Dans ce contexte, le renouvellement du quartier de l’Epeule doit à la fois répondre aux défis urbains et sociaux pour retourner l’image du quartier, tout en offrant des aménagements permettant de multiplier les usages, de renforcer la biodiversité urbaine et de lutter contre les îlots de chaleur urbains.
Porté par le NPNRU, le projet s’organise autour de la rue de l’Epeule comme colonne vertébrale et commerciale du quartier, sur laquelle trois places, des Clarisses, Vandermeiren et de l’Abreuvoir, viennent s’adresser et animer l’espace proposant des usages et des ambiances contrastées.

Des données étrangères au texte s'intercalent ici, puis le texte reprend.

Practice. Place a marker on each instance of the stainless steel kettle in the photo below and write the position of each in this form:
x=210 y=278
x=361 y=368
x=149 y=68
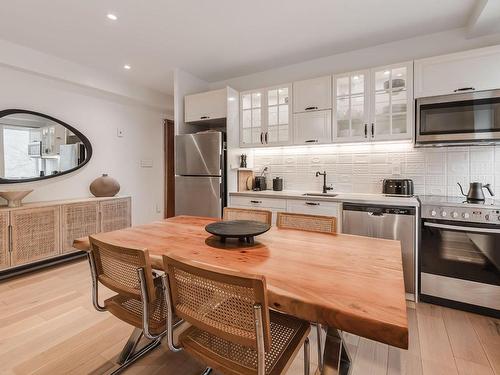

Ainsi, le projet paysager vise à redonner une cohérence globale et une identité propre aux espaces publics de l’Epeule. Cette cohérence se traduit par une hiérarchisation des flux, la mise en priorité des piétons et cyclistes, une unité dans les matériaux, le mobilier. Mais également par la mise en valeur d’équipements comme le théâtre du Colisée sur la place de l’Abreuvoir ou la création de nouveaux équipements, une école, une halle couverte de marché, et la conception de nouveaux logements dans les interstices urbains.
Le végétal joue enfin un rôle structurant dans l’aménagement, redéfinissant les limites du quartier. Il s’étend depuis le parc du Brondeloire et s’infiltre dans les rues adjacentes jusque sur les places.